On Behalf of | Mar 11, 2021 | Car Accidents |

There are many forms of distracted driving. While the most current attention has been focused on the use of media devices and cellphones while moving, the truth is that there have been other forms of distracted driving going on for decades. Before cellphones, one of the most common distractions was actually citizen band radios. In many ways, cellphones have merely replaced CB units in vehicles as people in Massachusetts use them regularly while driving. But there are still other distractions that can contribute to accidents.

Passenger interaction

Drivers of vehicles with multiple passengers often have a difficult time not being involved in any discussions that are happening while moving.
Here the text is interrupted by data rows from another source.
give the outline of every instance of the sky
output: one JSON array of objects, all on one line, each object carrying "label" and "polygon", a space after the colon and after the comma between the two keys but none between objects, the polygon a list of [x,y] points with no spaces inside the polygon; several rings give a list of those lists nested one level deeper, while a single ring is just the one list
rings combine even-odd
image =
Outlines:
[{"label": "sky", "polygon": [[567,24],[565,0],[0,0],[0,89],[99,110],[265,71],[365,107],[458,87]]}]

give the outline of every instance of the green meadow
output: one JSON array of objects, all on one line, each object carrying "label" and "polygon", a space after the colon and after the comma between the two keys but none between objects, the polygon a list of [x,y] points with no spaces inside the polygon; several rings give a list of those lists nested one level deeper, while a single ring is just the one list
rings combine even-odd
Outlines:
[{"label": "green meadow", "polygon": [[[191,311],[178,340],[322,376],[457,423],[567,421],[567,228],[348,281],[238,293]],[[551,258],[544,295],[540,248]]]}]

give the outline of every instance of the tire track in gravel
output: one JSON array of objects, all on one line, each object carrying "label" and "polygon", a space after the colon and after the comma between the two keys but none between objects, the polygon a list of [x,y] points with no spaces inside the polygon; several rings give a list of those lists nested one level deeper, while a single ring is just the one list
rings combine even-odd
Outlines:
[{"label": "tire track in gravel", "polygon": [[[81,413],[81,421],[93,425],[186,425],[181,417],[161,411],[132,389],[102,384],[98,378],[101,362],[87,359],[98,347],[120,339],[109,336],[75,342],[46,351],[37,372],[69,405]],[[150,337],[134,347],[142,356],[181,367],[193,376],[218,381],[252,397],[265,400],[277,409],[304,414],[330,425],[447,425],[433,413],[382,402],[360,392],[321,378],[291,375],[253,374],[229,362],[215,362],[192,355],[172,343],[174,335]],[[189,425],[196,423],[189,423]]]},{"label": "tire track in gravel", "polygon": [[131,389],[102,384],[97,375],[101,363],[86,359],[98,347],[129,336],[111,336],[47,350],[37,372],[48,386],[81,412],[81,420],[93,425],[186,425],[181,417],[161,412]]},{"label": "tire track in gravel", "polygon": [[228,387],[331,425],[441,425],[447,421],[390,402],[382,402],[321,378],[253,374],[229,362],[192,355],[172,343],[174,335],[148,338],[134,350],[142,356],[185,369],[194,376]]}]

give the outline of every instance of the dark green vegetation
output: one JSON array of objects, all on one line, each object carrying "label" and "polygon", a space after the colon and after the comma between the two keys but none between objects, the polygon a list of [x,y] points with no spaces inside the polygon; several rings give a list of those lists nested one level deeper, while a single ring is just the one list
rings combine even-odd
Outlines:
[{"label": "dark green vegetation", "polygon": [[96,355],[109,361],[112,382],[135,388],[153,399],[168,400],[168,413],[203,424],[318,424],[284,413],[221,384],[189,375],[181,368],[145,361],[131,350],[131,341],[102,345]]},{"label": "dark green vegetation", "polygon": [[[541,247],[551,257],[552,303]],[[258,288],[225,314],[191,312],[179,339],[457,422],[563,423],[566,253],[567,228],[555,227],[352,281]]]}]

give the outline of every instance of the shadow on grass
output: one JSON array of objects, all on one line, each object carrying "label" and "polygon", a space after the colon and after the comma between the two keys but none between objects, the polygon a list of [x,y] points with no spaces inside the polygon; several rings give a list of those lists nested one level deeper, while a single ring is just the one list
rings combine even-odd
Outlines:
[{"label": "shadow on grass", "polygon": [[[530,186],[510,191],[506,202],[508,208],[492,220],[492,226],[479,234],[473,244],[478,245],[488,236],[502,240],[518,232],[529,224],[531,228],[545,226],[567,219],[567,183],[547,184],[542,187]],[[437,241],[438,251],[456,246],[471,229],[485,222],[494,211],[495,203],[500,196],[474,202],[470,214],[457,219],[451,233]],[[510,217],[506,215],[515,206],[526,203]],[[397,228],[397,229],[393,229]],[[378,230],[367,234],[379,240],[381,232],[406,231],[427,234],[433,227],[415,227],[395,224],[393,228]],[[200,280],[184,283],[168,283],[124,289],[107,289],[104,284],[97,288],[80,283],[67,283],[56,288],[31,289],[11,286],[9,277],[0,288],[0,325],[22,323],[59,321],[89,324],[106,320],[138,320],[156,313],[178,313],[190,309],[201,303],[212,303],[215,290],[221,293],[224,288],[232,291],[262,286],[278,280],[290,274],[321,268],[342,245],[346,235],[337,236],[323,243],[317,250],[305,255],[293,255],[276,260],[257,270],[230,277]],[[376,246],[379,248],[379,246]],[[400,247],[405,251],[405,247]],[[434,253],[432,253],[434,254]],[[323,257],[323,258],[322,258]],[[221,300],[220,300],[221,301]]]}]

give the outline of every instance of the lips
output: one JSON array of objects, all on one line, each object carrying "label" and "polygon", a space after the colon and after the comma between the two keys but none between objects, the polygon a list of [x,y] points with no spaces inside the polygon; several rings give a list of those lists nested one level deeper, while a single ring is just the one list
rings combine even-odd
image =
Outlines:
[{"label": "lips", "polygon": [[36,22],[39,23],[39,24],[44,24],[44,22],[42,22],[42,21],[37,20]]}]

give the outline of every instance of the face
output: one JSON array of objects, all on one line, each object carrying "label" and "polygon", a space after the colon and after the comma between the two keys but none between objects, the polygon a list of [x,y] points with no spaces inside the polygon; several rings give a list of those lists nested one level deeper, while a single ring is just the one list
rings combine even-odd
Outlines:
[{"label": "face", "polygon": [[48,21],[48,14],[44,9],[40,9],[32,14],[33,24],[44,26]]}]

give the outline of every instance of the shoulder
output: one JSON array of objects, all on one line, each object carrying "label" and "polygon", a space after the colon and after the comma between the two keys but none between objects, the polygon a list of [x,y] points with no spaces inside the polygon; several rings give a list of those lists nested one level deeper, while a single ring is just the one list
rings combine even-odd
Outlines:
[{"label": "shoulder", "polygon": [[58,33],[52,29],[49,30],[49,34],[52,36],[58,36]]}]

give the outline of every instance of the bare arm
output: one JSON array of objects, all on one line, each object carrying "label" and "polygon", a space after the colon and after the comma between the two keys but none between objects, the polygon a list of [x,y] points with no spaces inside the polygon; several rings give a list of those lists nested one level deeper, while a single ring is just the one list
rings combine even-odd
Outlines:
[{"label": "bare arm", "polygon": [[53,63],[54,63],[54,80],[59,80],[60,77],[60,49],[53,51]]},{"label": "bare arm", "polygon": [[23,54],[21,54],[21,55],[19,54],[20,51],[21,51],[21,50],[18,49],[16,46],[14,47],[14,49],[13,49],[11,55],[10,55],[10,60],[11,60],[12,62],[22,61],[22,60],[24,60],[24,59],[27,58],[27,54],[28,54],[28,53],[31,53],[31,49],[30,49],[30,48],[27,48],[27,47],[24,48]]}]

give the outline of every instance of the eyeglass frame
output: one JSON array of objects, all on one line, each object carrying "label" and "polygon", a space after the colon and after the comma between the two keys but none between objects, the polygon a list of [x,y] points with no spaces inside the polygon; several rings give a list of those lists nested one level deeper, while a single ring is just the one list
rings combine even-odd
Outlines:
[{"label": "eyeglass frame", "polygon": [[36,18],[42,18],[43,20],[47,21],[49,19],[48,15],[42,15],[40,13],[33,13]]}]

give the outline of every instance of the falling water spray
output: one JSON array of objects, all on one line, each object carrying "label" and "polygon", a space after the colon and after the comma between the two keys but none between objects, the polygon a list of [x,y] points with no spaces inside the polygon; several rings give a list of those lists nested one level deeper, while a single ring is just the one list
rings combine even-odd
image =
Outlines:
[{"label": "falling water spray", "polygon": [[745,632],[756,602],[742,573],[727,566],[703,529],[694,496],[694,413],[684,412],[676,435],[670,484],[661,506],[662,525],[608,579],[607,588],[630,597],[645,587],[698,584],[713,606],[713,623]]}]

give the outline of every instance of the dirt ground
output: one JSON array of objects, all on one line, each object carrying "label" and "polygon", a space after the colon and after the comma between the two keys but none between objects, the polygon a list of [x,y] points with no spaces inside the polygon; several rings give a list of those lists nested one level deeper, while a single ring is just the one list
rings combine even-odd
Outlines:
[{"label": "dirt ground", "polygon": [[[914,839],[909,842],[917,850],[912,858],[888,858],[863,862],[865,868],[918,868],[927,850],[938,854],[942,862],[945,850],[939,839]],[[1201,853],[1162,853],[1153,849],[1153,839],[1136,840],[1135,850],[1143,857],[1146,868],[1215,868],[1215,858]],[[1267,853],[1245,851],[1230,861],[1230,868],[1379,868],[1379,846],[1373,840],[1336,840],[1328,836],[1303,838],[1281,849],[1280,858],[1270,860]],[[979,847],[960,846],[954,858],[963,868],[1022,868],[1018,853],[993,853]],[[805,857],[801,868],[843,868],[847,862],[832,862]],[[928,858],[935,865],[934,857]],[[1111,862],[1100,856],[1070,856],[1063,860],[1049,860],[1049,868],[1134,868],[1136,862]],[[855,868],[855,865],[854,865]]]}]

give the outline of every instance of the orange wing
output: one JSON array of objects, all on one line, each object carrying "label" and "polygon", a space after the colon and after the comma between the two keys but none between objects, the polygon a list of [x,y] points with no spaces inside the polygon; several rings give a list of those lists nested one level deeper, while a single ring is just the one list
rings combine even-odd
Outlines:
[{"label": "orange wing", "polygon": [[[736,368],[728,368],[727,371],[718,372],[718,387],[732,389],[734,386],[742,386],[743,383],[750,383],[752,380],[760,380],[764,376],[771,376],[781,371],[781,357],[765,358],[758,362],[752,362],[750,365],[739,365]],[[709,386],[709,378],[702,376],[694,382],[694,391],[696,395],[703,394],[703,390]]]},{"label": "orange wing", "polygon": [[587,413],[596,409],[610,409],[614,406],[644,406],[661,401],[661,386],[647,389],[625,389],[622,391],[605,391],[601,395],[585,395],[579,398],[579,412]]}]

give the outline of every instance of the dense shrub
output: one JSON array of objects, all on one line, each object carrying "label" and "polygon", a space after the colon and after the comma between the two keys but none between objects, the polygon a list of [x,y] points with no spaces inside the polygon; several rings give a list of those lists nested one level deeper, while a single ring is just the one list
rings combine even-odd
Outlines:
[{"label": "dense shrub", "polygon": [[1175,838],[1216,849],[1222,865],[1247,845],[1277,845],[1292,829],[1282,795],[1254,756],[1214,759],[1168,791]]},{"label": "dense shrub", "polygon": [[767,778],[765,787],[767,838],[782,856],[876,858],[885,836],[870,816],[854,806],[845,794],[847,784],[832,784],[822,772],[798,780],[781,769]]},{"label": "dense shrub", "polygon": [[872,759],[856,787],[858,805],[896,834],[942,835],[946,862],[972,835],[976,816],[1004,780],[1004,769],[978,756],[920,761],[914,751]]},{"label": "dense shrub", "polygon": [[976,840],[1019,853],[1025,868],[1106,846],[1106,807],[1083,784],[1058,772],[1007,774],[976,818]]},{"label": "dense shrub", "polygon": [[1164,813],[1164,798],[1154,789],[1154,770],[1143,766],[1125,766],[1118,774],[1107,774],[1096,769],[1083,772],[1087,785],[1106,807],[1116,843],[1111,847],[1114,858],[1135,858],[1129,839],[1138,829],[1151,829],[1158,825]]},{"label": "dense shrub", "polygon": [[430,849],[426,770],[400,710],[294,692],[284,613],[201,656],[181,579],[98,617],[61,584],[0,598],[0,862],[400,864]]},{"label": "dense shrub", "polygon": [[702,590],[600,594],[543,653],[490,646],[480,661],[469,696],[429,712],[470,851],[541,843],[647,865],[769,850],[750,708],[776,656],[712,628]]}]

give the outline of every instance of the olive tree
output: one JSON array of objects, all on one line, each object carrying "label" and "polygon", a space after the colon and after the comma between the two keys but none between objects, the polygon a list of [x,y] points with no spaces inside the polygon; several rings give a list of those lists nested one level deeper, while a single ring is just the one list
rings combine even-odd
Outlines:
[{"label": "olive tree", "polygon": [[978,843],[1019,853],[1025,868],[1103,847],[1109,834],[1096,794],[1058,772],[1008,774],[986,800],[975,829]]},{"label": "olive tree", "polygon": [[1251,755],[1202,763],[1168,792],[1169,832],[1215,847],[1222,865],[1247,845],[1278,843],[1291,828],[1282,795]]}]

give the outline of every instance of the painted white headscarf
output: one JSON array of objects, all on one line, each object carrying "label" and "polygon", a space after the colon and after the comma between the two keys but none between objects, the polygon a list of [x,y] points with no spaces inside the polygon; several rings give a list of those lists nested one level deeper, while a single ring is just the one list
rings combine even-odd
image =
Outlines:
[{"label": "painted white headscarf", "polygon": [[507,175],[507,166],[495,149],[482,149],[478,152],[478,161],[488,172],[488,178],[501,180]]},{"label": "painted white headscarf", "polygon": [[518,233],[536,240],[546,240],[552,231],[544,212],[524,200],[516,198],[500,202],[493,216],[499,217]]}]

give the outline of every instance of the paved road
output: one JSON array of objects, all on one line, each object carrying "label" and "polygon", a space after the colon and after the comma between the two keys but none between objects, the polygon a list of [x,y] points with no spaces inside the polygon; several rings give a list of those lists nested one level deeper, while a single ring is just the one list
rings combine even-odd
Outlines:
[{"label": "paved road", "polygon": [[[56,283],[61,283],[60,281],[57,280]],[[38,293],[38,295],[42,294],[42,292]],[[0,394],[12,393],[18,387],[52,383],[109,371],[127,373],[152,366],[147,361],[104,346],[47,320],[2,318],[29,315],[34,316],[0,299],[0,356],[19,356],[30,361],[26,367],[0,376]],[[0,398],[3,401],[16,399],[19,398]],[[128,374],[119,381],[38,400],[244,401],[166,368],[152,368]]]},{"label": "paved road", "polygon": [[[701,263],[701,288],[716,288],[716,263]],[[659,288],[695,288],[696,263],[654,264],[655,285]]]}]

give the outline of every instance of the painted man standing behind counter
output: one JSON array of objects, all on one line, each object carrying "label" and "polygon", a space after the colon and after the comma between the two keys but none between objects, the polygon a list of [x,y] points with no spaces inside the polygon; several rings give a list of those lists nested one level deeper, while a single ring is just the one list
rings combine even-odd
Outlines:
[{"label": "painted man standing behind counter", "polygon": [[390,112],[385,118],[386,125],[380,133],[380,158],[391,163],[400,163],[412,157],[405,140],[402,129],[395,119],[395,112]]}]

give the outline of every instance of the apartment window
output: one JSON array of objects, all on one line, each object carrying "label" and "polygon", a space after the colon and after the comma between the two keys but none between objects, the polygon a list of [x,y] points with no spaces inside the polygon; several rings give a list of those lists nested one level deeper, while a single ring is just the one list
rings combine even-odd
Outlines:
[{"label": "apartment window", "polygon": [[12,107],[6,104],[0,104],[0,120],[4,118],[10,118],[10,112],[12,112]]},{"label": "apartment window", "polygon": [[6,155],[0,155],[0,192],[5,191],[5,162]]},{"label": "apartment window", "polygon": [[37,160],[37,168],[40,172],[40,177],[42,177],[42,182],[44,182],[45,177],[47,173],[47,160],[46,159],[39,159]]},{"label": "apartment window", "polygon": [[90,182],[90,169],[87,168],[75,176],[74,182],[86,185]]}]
Something as simple as a burst of laughter can actually create a distraction in some cases. In addition, drivers should also refrain from looking into the back seat while in transit even when others are having problems staying still. Reaching or turning away from the wheel in any manner, even when seemingly necessary, can cause someone to get into an accident.

Noise in the vehicle

Radios and media players have traditionally been the most common distraction sources in vehicles, and they can easily create opportunities for drivers to reach away from the wheel. Not only does this leave the driver with having only one hand on the steering wheel, but the sound can also restrict his or her ability to hear external sounds coming from other vehicles. Music is very often listened to at high volumes, sometimes even distracting other drivers on the roadway.

Massachusetts motor vehicle accident attorneys stress to all drivers that accidents can happen at a moment’s notice for a wide variety of reasons. The fact that legislatures have focused on cellphone use in vehicles when establishing new rules and regulations does not mean they are the only generators of distracted driving. Even eating or drinking any beverage while driving can also contribute to an accident.